5.) Good Fats vs. Bad Fats
Older adults are told to reduce the fat in their diets, but it can get confusing on how to do this properly. There are good fats and bad fats. The good fats are considered monounsaturated and polyunsaturated fats. They are good for your heart, brain, cholesterol and overall health. Some examples of good fats are the following: avocados, nuts, fatty fish (salmon, tuna, mackerel, herring, etc.), and olive, peanut and sesame oils. The bad fats are the trans and saturated fats. Examples of trans fats are the following: commercially baked cookies, pastries, cakes, packaged snack foods (chips, crackers), margarine, and fried foods. Examples of saturated fats are the following: red meat, whole-fat dairy products, butter, ice cream and tropical oils (palm and coconut). Nutritionists recommend that saturated fats make up only 10% of your daily calories.
6.) Fibrous Foods
Including fibrous foods with daily food intake will help regulate and speed up digestion, lower cholesterol levels and help regulate blood sugar levels. Some examples of fibrous foods are broccoli, artichokes, brussel sprouts, avocados, black beans, lentils, split peas, peas and raspberries to name a few. Whole grains, which are grains that have not been processed yet, still have the fiber and the vitamins and minerals still intact.
7.) Lean Proteins
Protein is the building block to muscles and essential amino acids. Seniors are at risk for losing muscle mass. Fish, turkey, lean beef, and lean skinless chicken breasts are great options for protein. It is best to avoid processed meats, as they are high in fat and sodium. To help reduce the risk of heart disease, evidence suggests two servings of fish per week.
8.) Vitamin D
Incorporate vitamin D whether it be through diet, vitamin D supplements or the sun. However, if you are in the sun and wearing sunscreen, the vitamin D would not get absorbed. It’s always a good idea to wear sunscreen, so it’s best to get vitamin D from other sources. There are differing opinions on how much vitamin D one should take, so check with your doctor to see what’s considered a safe and effective dose. Vitamin D is essential for older adults, as it’s important for pain and function and preservation of your muscles and bones.

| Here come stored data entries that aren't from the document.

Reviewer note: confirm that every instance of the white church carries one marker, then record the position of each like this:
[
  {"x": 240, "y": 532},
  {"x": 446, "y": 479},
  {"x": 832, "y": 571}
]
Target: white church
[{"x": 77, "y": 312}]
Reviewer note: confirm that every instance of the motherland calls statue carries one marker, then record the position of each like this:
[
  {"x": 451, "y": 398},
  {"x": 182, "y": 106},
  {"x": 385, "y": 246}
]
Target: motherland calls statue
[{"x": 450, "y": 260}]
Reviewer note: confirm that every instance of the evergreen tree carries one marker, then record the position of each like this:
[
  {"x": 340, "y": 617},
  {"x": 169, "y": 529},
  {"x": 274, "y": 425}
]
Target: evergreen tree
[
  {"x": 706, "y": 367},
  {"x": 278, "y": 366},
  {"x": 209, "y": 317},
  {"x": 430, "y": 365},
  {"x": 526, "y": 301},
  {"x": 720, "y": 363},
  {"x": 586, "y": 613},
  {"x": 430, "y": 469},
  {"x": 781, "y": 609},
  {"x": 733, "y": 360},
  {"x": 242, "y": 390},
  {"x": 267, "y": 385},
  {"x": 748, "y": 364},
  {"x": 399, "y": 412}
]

Before you begin to make changes to your or your loved one’s diet, be sure to check with a primary healthcare provider for advice. The content in this post is not intended to be a substitute for professional medical advice, diagnosis or treatment.
As mentioned in the beginning, it may be a struggle getting your aging loved one to eat much anything that’s considered healthy. Start small, with just incorporating a couple new things here or there. Also, there are endless healthy recipes out there now that taste good. They may not even notice a difference!

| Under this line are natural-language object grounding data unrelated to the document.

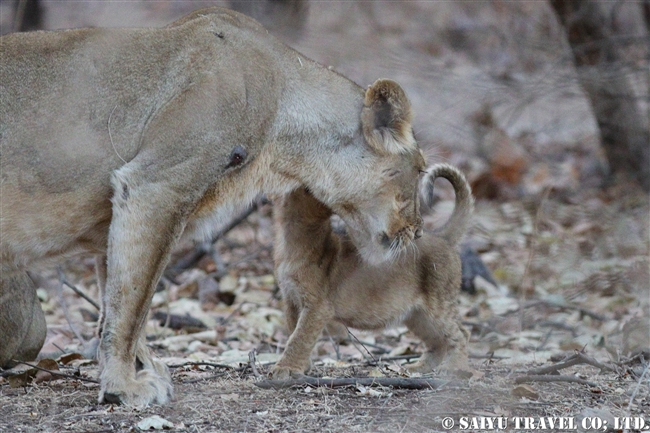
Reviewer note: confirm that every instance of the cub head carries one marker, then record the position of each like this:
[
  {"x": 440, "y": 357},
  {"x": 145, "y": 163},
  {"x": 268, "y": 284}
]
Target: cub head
[{"x": 378, "y": 179}]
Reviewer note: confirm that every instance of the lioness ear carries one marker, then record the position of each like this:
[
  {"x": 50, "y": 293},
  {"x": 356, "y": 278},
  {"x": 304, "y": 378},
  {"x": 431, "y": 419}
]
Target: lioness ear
[{"x": 386, "y": 118}]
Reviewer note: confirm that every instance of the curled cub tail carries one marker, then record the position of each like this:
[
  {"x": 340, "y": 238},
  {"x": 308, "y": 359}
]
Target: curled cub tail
[{"x": 456, "y": 226}]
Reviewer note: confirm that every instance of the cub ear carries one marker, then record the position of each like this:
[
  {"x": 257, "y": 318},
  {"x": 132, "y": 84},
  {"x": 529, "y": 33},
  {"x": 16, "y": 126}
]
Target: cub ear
[{"x": 386, "y": 118}]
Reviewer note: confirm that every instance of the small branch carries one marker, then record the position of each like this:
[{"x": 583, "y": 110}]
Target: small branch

Eating healthy can require a lot of effort. It is more than just sticking a meal in the microwave, which is filled with high sodium and other preservatives. One way to save some time is through meal prepping – simply prepping some or all of your meals ahead of time. Another way to save time is to make large pots of soups or stews that can last for days and of course there are lots of ways to utilize the crockpot. Plus, check out our blog post 4 Tasty Meal Delivery Options for Seniors if you could use some additional assistance in this area.

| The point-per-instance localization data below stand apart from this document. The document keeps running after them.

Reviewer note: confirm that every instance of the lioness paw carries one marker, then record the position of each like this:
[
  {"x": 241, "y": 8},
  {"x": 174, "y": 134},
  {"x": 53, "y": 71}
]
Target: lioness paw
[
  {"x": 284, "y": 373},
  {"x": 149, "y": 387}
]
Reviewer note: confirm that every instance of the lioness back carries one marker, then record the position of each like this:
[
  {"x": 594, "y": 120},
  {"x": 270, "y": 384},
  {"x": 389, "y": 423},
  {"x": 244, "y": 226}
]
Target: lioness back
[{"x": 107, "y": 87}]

There will always be another new health craze right around the corner. Do not feel the need to chase after all these fads. There is a reason many of them are so fleeting. They are not realistic long term. Do you ever find that the more you try to deprive yourself from something, the more you want it? It’s all about balance and finding things that are healthy and satiating. Not depriving! What we put into our bodies, is what we get out of them. It’s important to be good to your body, because we only get one.